One of the biggest concerns regarding the future of self-driving vehicles is how they will handle different and unexpected conditions.
Stanford University researchers have created a new technique to control autonomous cars by integrating prior driving experiences that enable the vehicle to perform better in extreme and unknown conditions.
The researchers tested their new system at the limits of friction on a racetrack using both an autonomous Volkswagen GTI named Niki and an autonomous Audi TTS named Shelley.
“Our work is motivated by safety, and we want autonomous vehicles to work in many scenarios, from normal driving on high-friction asphalt to fast, low-friction driving in ice and snow,” Nathan Spielberg, a graduate student in mechanical engineering at Stanford and lead author of the paper, said in a statement. “We want our algorithms to be as good as the best skilled drivers—and, hopefully, better.”
Current systems for self-driving vehicles rely on in-the-moment evaluation of the environment. The new system incorporates data from the vehicle’s recent maneuvers and past driving experiences—including trips Niki took around an icy test track near the Arctic Circle.
Autonomous vehicle control systems require access to information about the available road-tire friction, which dictates the limits to how hard the car can brake, accelerate and steer in order to stay on the road during the critical emergency scenarios. It is often difficult to plan an emergency maneuver on ice where you have to provide details like the road-tire friction in advance because it is often variable and difficult to predict.
To overcome these limitations, the researchers developed a more flexible, responsive control system with a neural network that integrated data from past driving experiences at Thunderhill Raceway Park in Willows, California and a winter test facility with foundational knowledge provided by 200,000 physics-based trajectories.

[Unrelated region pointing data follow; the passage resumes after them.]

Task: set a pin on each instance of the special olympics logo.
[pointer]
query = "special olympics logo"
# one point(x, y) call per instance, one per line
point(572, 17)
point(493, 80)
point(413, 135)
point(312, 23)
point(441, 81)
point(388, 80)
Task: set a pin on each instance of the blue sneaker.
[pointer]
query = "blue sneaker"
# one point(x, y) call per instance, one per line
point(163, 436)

“With the techniques available today, you often have to choose between data-driven methods and approaches grounded in fundamental physics,” J. Christian Gerdes, a professor of mechanical engineering and senior author of the paper, said in a statement. “We think the path forward is to blend these approaches in order to harness their individual strengths. Physics can provide insight into structuring and validating neural network models that, in turn, can leverage massive amounts of data.”
The researchers first had Shelley speed around a racetrack being controlled by a physics-based autonomous system that was pre-loaded with set information about the course and conditions.

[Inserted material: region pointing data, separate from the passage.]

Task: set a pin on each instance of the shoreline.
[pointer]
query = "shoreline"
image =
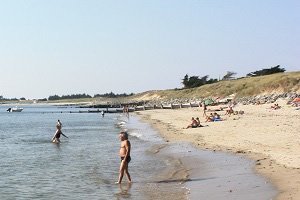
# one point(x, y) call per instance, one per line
point(276, 162)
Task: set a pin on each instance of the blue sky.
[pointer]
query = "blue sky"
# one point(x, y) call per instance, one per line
point(64, 47)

After 10 consecutive trials, the researchers compared Shelley with a skilled amateur driver that generated comparable lap times. Next, the researchers loaded their new neural network system into Niki, which ran similar to both the learned and physics-based systems, despite lacking the explicit information about road friction.

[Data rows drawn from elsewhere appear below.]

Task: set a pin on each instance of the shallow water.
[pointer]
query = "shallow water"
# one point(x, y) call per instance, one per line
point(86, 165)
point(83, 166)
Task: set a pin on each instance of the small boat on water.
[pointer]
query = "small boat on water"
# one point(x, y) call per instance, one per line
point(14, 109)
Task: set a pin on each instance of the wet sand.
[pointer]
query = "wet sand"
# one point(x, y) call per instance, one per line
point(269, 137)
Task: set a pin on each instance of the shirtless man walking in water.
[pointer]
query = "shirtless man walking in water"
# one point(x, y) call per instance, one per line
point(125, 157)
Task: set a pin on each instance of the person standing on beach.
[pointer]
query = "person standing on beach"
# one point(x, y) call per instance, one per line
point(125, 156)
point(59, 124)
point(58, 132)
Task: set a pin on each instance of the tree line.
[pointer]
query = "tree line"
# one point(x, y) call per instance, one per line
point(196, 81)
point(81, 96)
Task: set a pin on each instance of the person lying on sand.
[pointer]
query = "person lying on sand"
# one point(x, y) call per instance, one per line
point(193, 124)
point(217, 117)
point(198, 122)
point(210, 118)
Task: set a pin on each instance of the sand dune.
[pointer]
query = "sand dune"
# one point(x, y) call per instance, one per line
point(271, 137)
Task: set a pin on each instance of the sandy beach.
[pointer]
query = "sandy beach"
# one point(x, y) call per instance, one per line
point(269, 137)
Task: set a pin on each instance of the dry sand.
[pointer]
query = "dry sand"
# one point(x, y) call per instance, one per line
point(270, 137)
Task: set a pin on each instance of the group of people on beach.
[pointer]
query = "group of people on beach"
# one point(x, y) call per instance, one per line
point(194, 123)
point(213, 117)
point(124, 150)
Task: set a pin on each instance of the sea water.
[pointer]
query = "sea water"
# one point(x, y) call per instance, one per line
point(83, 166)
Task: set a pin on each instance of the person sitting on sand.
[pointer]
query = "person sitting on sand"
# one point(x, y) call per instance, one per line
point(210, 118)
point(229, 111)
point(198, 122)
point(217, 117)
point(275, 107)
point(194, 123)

In the simulated tests, the new system outperformed the physics-based system in both high-friction and low-friction scenarios, performing particularly well in scenarios that mixed the two conditions.
One of the limitations, however, is that the neural network does not perform as well in conditions outside of the ones it has already experienced. The researchers did say that as self-driving vehicles generate additional data to train the network, the cars should be more adept at handling a wider range of conditions.
“With so many self-driving cars on the roads and in development, there is an abundance of data being generated from all kinds of driving scenarios,” Spielberg said. “We wanted to build a neural network because there should be some way to make use of that data. If we can develop vehicles that have seen thousands of times more interactions than we have, we can hopefully make them safer.”
The study was published in Science Robotics.